A gennaio scorso è andata in Cecenia per dare il suo sostegno a un militante imprigionato e a rendere omaggio alle giornaliste uccise Anna Politkovskaja e Natalia Estimirova; ha chiesto la liberazione di Navalny, ha difeso la memoria di Boris Nemtsov; sulla ferita ucraina non smette di gettare il sale dell’Occidente, accusando il Cremlino di violazione del diritto internazionale. Quando l’ultranazionalista Zjirinovsky, in tv, l’ha definita una «donna rivoltante», e le ha urlato contro «puttana», Ksenja gli ha rovesciato un bicchiere d’acqua addosso e se n’è andata.
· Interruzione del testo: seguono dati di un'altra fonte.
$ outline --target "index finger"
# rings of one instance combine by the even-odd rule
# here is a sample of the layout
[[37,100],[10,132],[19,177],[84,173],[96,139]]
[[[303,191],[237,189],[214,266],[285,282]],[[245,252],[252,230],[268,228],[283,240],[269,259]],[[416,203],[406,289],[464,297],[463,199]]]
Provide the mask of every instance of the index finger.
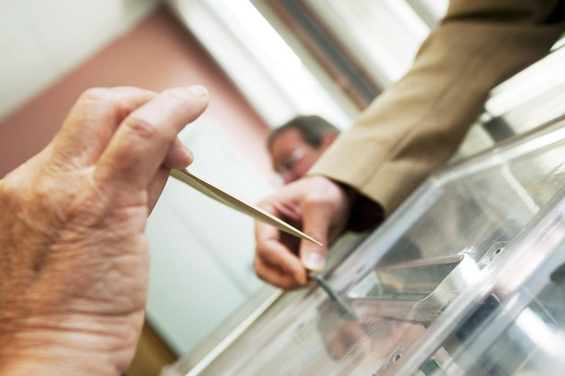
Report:
[[163,163],[177,134],[208,104],[201,86],[177,87],[133,111],[112,137],[97,164],[97,178],[110,186],[143,189]]
[[[329,200],[318,195],[310,195],[302,206],[302,226],[305,234],[322,244],[328,243],[328,234],[333,216]],[[304,267],[313,272],[321,272],[326,267],[328,248],[310,241],[301,241],[300,260]]]

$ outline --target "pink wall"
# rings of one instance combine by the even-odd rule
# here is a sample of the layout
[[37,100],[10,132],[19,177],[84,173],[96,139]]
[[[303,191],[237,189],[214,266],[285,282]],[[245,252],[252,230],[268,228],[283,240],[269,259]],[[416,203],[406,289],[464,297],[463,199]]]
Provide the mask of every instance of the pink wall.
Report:
[[210,91],[210,105],[203,116],[219,124],[249,162],[267,174],[267,126],[177,19],[158,9],[0,122],[0,177],[49,142],[88,87],[131,85],[158,92],[192,84]]

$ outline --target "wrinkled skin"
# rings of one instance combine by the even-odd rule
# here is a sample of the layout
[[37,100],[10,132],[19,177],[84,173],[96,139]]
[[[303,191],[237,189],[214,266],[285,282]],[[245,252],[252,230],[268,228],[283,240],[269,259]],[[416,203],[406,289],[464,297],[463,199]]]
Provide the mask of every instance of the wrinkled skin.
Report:
[[91,89],[0,181],[0,373],[117,375],[143,322],[145,220],[203,87]]
[[258,222],[255,224],[255,272],[271,284],[290,290],[308,283],[308,271],[321,272],[328,244],[345,229],[350,202],[343,189],[323,176],[307,176],[287,186],[258,206],[302,229],[320,246]]

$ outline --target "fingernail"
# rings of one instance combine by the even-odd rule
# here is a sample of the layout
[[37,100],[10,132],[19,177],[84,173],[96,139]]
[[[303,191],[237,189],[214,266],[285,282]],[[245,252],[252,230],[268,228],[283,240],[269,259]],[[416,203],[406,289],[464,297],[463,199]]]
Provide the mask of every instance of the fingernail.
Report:
[[186,146],[186,145],[184,145],[184,144],[182,144],[182,147],[184,148],[184,150],[186,150],[186,153],[188,154],[189,159],[190,159],[189,164],[192,164],[192,162],[194,161],[194,154],[192,153],[192,150],[189,149],[189,147]]
[[199,97],[208,97],[208,89],[200,85],[189,86],[189,90]]
[[326,267],[326,257],[316,252],[305,253],[302,259],[304,267],[313,272],[321,272]]

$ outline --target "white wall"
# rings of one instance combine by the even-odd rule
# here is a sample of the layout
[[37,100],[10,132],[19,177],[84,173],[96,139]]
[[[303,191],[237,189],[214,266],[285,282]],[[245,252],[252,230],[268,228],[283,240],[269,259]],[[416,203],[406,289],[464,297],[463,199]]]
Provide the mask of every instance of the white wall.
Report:
[[0,0],[0,119],[128,31],[157,0]]
[[[190,169],[256,202],[273,190],[213,124],[197,120],[179,136]],[[170,178],[146,228],[151,250],[147,315],[177,354],[243,303],[263,283],[253,272],[254,222]]]

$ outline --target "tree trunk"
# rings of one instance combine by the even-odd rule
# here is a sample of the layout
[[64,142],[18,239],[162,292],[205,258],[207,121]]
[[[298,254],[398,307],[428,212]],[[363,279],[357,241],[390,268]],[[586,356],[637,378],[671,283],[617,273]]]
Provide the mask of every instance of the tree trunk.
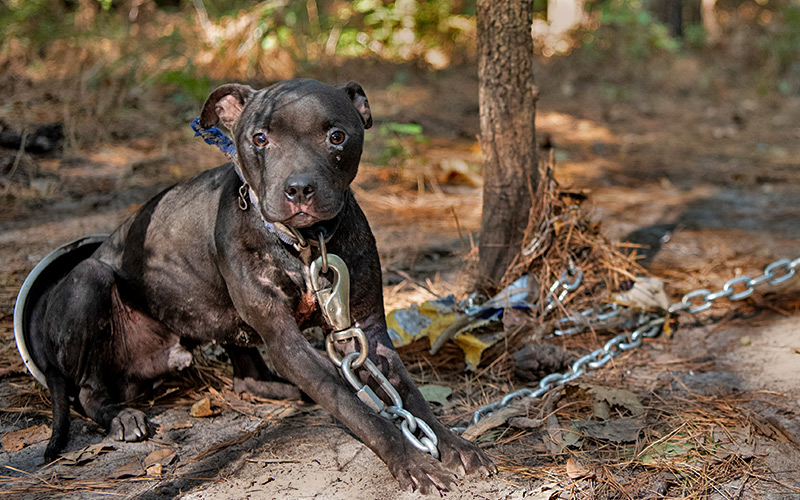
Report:
[[532,0],[478,0],[478,78],[483,215],[478,286],[500,283],[537,192]]

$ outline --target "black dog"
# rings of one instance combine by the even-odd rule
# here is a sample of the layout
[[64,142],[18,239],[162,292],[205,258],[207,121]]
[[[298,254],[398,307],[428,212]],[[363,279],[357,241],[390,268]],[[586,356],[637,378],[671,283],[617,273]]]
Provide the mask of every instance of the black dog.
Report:
[[[224,85],[200,119],[206,129],[220,121],[234,135],[235,164],[150,200],[33,307],[26,336],[53,399],[46,458],[66,444],[70,396],[118,439],[145,438],[145,415],[121,402],[188,366],[187,348],[216,341],[230,354],[237,390],[277,398],[302,391],[347,425],[404,488],[446,489],[450,471],[493,470],[482,451],[436,420],[389,341],[375,240],[349,188],[372,124],[361,86]],[[405,408],[433,429],[441,462],[359,400],[303,336],[302,328],[325,323],[302,258],[308,250],[297,243],[320,233],[350,270],[351,314],[366,333],[370,359]],[[316,258],[318,247],[310,248]],[[261,342],[279,376],[258,354]]]

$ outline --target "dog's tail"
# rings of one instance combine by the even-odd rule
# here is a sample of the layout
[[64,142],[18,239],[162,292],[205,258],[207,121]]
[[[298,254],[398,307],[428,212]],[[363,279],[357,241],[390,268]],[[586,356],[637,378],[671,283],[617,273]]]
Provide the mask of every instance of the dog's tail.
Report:
[[58,458],[69,440],[69,393],[66,377],[55,367],[45,372],[45,378],[53,403],[53,433],[44,451],[45,463],[50,463]]

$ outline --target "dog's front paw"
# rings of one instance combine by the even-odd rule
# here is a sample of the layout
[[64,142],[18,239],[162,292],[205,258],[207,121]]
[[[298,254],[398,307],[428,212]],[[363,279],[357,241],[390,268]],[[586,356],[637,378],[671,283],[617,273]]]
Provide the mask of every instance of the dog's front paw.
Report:
[[442,463],[459,475],[481,474],[488,476],[497,472],[497,467],[475,443],[447,431],[439,436],[439,455]]
[[419,491],[424,495],[449,491],[456,484],[456,476],[441,462],[427,453],[413,453],[404,460],[387,462],[389,472],[406,491]]
[[150,435],[150,428],[143,412],[132,408],[123,408],[111,420],[108,433],[117,441],[141,441]]

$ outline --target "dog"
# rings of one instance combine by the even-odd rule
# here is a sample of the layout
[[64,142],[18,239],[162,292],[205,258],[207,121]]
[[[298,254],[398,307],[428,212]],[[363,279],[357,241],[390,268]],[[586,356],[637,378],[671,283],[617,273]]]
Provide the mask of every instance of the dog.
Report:
[[[404,489],[446,490],[456,475],[494,471],[482,450],[438,422],[389,340],[375,239],[349,187],[372,125],[362,87],[308,79],[261,90],[227,84],[200,116],[203,129],[220,122],[232,133],[234,162],[158,194],[31,305],[28,348],[53,401],[45,458],[67,443],[70,398],[115,438],[145,439],[145,414],[123,402],[189,366],[190,349],[213,341],[230,356],[235,390],[307,395]],[[308,278],[308,260],[323,246],[349,269],[350,312],[369,359],[436,434],[439,460],[362,402],[303,336],[307,327],[327,326]],[[386,398],[367,370],[357,373]]]

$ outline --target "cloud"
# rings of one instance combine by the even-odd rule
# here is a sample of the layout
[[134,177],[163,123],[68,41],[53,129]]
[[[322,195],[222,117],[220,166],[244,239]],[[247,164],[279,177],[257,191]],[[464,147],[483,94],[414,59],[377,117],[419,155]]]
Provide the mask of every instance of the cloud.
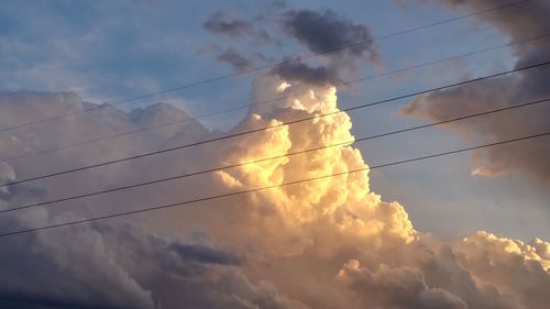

Fuori, la aspettava un hashtag nuovo di zecca: #donneinsieme, creato dalla deputata Oksana Puchkina, che ha immediatamente coalizzato migliaia di sostenitori in tutto il Paese, uomini e donne.
Persino Irina Khakhamada, storica candidata (sempre perdente) del partito liberale, ha dichiarato in tv: «Poco importa se è una foglia di fico del Cremlino, avete visto con che coraggio difende le unioni gay e il diritto delle donne a una maggiore emancipazione? È un bulldozer, vedrete, farà saltare tutto». Al massimo fino a domenica.